Despite the significant progress of water and sanitation services since the fall of Apartheid, many parts of South Africa still do not enjoy much of these facilities that many take for granted. Since 1997 South Africa declared basic water and sanitation a human right under the auspices of the Water Services Act (1997), yet still by 2005 it was estimated that about 6 million South Africans still lacked access to basic level of service.
To better understand the socio-economic characteristics of households that do not have access to piped water and a flush toilet (arguably the end points for any infrastructural improvement plan attempting to reverse Apartheid-era neglect) data from the 2014 South African General Household Survey (GHS) was analysed because it has an array of questions that collect data on socio-economic variables and details of toilet type and piped water access. Little empirical work exists for South Africa and even less comparing piped water and flush toilet access from the same data set.
Generally, 90 percent of South African households have access to piped water whilst two-thirds have access to flush toilets. This is indicative of the need to address access to sanitation more thoroughly as it appears that piped water access has improved over time whilst a third of South African households are still without proper sanitation. As expected, probit modelling showed that households who live in formal housing (brick house, flat, cluster home or garden cottage) are significantly more likely to have access to both piped water and proper sanitation facilities. However, the distribution of sanitation facilities has been less inclusive as compared to piped water. Only 72.6 percent of households classified as living in formal housing access a flushing toilet whereas close to 92 percent access piped water. Similarly, living in an urban area significantly increases the chances by 15% of households having piped water. For flush toilet sanitation there is a 75% higher chance of having such a facility if living in an urban area.
When examining racial differences, the African subset of the population with access to piped water is comparable within 10 and 11 percentage points to other race groups but that gap increases to some 40 percentage points when comparing flush sanitation facilities. Similarly, only just over half (57.8%) of female-headed households compared to nearly three-quarters (71.6%) of male-headed households have flushing toilets. Thus, race and gender of the household head serve as good proxies for socio-economic status.
Geographical differences are also apparent. Notably, Limpopo and the Eastern Cape have 50% or less of households with piped water on the property. The Free State, Gauteng and the Western Cape are all 90% or higher. When examining flush toilet access, households with the poorest access include Limpopo, the Eastern Cape and Mpumulanga. The 2014 GHS data shows that for households in rural areas, the highest proportion from a single race group is African (at 38%).

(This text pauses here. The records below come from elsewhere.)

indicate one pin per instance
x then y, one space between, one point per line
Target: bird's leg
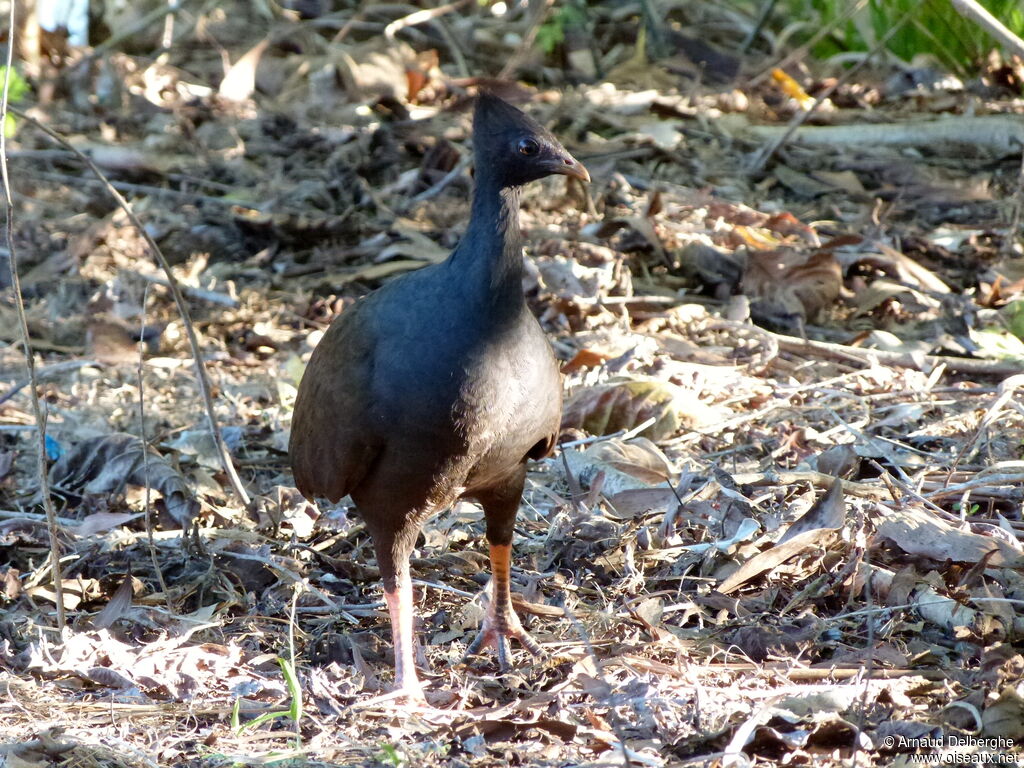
393 549
402 612
501 623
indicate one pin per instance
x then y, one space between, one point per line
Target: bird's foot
497 631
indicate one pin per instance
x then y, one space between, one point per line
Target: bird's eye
528 146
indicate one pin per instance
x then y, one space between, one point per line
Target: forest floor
784 520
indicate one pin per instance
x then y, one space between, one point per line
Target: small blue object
53 449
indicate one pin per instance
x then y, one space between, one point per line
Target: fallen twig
202 376
30 360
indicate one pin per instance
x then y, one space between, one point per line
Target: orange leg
501 622
399 606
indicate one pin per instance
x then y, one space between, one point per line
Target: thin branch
30 360
145 459
801 117
202 377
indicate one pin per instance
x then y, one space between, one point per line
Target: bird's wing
333 443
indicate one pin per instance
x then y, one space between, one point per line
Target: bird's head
512 148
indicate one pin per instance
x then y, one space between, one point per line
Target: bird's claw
497 632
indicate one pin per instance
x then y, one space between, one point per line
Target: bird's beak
569 166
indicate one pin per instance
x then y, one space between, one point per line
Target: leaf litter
784 521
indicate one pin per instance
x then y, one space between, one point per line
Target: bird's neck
489 258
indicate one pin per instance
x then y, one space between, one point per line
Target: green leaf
18 87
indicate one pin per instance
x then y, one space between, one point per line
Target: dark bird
440 385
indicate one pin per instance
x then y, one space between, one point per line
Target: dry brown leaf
109 463
625 404
775 556
240 79
918 531
1005 718
785 283
827 512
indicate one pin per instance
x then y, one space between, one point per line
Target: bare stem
30 360
202 377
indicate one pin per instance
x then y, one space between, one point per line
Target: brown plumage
440 386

Households with piped water tend to be smaller since larger households are typically associated with higher levels of poverty and a higher incidence of piped water and flush toilet access was found with rising educational years and as the number of employed household members increase. It was found that the gaps between no flush vs flush is larger than the corresponding gap for piped water vs no-piped. This potentially signals that household socio-economic status is more important in the case of flush toilet access. Differences in income between access and no access is wider for flush toilet than piped water merely confirming that a lack of access to flush toilets affects the poorest in the country more.
Overall it can be clearly shown that progress in sanitation provision lags behind that of piped water. The socio-economic variables examined are not driving the incidence of household access to piped water relative to the access to flush sanitation. Access to a flush toilet is more dependent upon many of the socio-economic variables since they act as poverty signals including household size, the number of people employed in the household, connection to the electricity mains, geographical location (urban/rural), gender of the household head, educational attainment of the household head and dwelling type. Arguably piped water has been largely addressed as a supply-side issue, with government expanding infrastructure to accommodate households country-wide. This has not been matched in the domain of flush sanitation services. This could be indicative of a lack of infrastructure and service delivery in poor rural areas. Such a premise is supported by the National Planning Commission which identifies that the rural municipalities have little of the technical expertise to manage the whole supply chain of WSS projects from source to tap.